Der Kellner brachte die Drinks.
«Auf London!» Margaret hob ihr Glas und stieß mit Anna an.
«Auf den Erfolg!», erwiderte Anna. Die Vorstellung, einem geheimen Club anzugehören, der die Mission verfolgte, fremde Länder zu bereisen, in guten Restaurants zu essen und dabei noch die Welt zu retten, gefiel ihr immer besser.
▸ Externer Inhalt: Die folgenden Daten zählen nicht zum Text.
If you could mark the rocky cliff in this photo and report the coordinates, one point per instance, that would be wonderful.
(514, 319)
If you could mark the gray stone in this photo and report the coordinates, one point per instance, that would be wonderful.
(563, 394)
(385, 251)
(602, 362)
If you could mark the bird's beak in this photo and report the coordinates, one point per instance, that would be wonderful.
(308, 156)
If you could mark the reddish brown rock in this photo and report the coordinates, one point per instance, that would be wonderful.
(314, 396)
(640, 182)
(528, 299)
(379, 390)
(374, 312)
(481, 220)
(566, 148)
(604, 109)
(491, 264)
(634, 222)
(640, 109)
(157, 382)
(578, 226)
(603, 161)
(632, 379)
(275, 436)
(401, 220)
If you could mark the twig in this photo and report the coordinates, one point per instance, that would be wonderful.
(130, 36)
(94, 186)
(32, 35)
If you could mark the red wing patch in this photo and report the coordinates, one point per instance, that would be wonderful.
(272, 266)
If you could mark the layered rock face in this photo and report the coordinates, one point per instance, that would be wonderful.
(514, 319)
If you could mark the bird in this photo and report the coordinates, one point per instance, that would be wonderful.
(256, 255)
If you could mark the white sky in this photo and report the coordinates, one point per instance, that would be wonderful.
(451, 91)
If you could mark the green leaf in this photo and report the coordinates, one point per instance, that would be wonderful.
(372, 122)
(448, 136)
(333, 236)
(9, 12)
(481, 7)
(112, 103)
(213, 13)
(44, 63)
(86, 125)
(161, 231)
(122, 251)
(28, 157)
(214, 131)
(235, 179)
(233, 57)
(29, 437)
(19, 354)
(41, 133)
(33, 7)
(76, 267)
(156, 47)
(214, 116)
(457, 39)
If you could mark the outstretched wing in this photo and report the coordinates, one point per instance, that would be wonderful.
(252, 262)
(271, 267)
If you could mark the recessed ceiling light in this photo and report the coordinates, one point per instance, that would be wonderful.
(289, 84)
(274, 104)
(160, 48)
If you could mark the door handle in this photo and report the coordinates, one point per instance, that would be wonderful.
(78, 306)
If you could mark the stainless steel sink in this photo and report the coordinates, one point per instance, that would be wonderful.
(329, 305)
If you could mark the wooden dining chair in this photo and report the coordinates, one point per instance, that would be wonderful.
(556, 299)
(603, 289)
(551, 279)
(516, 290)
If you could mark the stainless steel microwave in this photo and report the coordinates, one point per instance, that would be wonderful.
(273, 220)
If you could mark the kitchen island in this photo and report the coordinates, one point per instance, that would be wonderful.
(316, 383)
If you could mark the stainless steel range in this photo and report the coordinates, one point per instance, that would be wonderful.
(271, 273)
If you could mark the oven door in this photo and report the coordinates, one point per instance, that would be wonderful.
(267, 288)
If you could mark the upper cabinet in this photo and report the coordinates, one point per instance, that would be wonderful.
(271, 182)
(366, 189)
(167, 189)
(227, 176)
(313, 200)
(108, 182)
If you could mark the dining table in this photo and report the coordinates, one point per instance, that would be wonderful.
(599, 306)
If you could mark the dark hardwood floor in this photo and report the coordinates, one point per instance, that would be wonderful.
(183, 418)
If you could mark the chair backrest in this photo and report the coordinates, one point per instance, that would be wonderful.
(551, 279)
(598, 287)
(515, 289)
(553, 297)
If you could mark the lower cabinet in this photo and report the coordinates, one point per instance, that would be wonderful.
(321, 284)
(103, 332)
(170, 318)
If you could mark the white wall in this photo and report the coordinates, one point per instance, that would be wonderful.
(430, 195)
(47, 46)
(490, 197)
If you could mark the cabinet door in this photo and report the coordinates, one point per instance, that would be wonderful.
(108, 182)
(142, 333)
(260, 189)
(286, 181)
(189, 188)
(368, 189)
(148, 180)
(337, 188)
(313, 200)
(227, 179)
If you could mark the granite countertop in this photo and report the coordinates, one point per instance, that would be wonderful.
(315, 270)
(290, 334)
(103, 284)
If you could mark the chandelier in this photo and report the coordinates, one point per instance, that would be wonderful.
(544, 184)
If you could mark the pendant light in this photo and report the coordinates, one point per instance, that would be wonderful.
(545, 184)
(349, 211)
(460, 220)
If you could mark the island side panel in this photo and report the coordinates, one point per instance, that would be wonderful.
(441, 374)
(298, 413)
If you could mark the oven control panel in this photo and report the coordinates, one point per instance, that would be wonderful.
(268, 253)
«Irgendwie fand ich ihn sogar sexy», sagte sie. «Für einen Mann in seinem Alter.»
«Wen?»
«Stone.»
Margaret lachte. «Aber sicher», sagte sie. «So wirken sie alle. Das ist der Reiz des Geheimnisvollen. Es verleiht einem Mann eine gewisse Aura, als wüsste er, was er tut, auch wenn er in Wahrheit keinen blassen Schimmer hat. Ich glaube, deswegen bleiben die alten Knaben auch alle so lange dabei.»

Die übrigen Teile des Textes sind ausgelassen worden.